Levi Fragell (born 30 March 1939) is a Norwegian humanist. He has been chairman and secretary of the Norwegian Humanist Association, and was President of the International Humanist and Ethical Union (IHEU) between 1987–1990 (as one member of a troika) and, in his own right, between 1998–2003.

== Biography ==

His father was a Pentecostal preacher and in his teens Fragell also began working full-time as a preacher, before his studies in philosophy and comparative religion led him to leave the church. He took a University degree in the sociology of religion and then worked for a year as a school teacher in northern Norway, before becoming a journalist, and later working in marketing. He also became press secretary to several cabinet ministers in Norway.
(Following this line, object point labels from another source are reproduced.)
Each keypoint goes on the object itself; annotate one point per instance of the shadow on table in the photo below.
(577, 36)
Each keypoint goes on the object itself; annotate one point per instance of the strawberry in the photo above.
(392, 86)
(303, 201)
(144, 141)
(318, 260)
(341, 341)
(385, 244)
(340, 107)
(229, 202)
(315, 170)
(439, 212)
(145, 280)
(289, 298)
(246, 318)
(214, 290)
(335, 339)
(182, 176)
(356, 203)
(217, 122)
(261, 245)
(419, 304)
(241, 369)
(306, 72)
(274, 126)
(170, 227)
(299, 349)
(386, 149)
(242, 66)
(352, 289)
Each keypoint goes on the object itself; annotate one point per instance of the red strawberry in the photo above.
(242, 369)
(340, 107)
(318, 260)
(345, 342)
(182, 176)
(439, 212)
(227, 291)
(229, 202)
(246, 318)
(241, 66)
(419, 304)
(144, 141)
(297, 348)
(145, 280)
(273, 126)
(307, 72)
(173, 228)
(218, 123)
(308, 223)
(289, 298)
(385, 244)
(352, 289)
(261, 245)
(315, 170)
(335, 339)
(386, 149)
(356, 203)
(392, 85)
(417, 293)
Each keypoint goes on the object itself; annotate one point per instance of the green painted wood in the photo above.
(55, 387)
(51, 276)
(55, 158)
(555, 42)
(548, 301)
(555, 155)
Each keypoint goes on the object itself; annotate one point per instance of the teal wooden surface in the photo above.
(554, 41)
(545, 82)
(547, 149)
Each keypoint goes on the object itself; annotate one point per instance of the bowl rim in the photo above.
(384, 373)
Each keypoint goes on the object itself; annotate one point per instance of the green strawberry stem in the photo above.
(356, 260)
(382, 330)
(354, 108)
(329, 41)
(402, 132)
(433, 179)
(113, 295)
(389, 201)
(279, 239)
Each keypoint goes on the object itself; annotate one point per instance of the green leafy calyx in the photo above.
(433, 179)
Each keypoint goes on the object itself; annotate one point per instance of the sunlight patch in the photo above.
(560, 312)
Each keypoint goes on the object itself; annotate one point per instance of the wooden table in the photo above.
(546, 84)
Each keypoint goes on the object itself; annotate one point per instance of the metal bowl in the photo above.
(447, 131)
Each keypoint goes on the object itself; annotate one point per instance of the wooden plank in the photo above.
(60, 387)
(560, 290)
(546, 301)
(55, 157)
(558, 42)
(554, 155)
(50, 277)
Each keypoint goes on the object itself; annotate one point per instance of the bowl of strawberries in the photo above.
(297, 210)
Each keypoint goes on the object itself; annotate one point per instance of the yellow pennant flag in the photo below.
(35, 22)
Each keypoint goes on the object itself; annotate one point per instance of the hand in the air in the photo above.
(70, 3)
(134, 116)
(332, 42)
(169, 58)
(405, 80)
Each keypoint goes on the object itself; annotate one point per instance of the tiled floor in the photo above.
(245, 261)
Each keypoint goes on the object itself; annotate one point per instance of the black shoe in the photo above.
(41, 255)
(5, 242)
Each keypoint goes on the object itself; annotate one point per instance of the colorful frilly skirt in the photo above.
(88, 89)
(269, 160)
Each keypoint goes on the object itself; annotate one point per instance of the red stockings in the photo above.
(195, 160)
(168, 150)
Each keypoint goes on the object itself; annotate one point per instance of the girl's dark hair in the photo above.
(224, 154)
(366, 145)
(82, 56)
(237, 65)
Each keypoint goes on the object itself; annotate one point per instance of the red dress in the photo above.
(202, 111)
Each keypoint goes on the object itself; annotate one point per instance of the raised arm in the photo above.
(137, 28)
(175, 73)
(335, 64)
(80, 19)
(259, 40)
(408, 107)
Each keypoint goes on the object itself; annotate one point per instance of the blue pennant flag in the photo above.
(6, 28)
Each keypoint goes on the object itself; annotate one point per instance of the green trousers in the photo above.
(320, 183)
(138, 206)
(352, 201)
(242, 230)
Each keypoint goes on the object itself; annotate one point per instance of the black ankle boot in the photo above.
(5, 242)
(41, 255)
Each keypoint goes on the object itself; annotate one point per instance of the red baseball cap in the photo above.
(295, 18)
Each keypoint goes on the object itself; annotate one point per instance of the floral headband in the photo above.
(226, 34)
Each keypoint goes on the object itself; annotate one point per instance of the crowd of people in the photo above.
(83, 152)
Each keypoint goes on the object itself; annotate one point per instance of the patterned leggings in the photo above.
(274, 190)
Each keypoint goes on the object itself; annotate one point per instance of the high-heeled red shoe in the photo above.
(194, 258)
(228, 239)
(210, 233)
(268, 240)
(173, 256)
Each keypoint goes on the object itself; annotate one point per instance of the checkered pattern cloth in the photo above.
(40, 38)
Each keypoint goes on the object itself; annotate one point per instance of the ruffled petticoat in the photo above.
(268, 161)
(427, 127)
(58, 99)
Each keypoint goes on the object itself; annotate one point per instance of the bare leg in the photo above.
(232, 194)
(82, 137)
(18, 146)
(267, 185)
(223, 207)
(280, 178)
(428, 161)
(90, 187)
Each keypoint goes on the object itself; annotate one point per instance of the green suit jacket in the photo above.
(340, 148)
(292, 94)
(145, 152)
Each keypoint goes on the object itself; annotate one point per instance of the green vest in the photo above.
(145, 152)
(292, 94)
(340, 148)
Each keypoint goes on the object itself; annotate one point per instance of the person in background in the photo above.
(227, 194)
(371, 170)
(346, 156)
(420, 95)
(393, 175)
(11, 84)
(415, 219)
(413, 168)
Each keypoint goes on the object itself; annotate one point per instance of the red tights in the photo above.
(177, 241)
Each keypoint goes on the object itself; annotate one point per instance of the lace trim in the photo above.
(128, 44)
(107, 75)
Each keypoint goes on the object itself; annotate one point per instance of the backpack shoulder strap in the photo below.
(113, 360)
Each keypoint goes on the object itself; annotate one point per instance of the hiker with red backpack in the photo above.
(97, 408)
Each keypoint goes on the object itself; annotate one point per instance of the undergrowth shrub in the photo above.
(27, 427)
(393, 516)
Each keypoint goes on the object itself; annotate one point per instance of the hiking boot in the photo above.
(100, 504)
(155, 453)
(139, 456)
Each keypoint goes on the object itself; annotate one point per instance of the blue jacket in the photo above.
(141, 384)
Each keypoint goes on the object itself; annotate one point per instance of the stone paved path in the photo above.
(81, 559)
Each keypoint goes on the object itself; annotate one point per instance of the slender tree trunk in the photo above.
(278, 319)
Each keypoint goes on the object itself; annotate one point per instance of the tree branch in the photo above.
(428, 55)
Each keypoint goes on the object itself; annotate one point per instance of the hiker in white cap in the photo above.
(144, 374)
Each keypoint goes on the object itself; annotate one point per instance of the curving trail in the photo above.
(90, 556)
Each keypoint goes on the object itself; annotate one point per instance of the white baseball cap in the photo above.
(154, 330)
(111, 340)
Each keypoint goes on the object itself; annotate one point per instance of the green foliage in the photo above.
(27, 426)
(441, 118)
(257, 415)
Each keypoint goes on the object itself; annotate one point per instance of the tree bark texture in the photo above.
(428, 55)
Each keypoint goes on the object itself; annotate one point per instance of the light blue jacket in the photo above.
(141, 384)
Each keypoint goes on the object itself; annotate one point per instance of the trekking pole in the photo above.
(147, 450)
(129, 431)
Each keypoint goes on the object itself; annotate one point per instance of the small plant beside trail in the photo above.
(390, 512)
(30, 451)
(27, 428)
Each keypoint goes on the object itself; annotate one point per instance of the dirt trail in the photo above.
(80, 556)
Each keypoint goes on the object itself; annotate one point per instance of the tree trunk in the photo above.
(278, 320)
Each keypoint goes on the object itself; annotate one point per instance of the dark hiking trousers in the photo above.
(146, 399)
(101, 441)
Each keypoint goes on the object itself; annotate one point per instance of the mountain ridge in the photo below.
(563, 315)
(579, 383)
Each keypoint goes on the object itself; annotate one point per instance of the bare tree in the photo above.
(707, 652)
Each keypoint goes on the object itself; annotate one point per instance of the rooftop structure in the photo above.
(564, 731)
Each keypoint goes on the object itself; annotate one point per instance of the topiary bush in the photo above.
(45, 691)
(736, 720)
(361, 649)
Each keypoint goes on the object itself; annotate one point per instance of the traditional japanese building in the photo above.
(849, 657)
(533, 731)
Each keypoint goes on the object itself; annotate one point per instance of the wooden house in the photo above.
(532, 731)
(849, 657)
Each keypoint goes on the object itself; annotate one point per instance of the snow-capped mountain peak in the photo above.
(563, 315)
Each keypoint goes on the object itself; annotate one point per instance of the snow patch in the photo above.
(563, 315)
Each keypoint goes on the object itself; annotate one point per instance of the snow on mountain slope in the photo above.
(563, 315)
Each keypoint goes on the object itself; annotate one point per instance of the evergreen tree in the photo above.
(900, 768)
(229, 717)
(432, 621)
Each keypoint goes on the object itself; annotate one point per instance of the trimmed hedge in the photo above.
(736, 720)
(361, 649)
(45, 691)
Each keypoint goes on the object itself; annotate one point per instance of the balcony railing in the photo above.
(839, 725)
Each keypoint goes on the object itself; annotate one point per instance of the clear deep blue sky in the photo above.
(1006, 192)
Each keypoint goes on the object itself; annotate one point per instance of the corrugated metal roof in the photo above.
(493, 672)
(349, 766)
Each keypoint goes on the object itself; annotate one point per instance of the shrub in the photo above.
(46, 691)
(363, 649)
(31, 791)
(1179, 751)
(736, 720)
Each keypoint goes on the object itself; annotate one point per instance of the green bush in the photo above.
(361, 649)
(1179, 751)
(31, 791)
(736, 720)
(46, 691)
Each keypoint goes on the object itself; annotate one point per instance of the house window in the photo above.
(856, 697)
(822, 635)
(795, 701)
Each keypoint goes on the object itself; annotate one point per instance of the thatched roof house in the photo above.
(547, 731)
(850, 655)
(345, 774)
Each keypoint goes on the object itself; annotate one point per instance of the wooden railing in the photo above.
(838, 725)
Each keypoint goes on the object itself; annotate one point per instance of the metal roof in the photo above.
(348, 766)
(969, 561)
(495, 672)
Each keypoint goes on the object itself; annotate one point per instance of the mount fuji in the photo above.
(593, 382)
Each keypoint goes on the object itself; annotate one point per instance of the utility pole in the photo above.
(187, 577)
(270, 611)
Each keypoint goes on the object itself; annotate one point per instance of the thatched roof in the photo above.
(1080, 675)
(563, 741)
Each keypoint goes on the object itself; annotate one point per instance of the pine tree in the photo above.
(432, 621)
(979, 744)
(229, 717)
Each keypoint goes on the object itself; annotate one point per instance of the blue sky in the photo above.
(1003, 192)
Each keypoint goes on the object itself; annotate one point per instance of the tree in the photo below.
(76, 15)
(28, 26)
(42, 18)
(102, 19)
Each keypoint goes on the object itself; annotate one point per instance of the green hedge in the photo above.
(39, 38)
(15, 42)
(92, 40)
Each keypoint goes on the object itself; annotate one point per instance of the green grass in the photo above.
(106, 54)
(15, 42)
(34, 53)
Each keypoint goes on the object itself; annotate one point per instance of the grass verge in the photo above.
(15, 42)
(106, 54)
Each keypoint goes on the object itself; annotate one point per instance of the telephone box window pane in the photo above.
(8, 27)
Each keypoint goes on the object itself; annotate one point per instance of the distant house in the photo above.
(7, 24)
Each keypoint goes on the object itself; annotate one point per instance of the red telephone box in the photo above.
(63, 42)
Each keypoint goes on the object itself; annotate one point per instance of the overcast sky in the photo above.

In 1976, he became leader of the Norwegian Humanist Association (Human-Etisk Forbund) at a time when it had 1500 members; its membership later grew to over 75,000 making it, as a proportion of national population, the largest such organisation in the world. He joined the board of the IHEU in the 1980s, becoming its co-president in 1987 and sole president between 1998 and 2003. In 2003, he was one of the signers of the Humanist Manifesto. He later became Chair of the IHEU's Committee on Growth and Development, and has travelled widely to promote humanism, oppose racism and religious intolerance. In 2008, he was awarded a Lifetime Achievement Award by the IHEU. Periyar Maniammai University, Thanjavur of the south Indian state of Tamil Nadu, conferred the Doctor of Letters (Honoris causa) on Fragell, he delivered the 21st Convocation Address on 4 July 2014 of the University.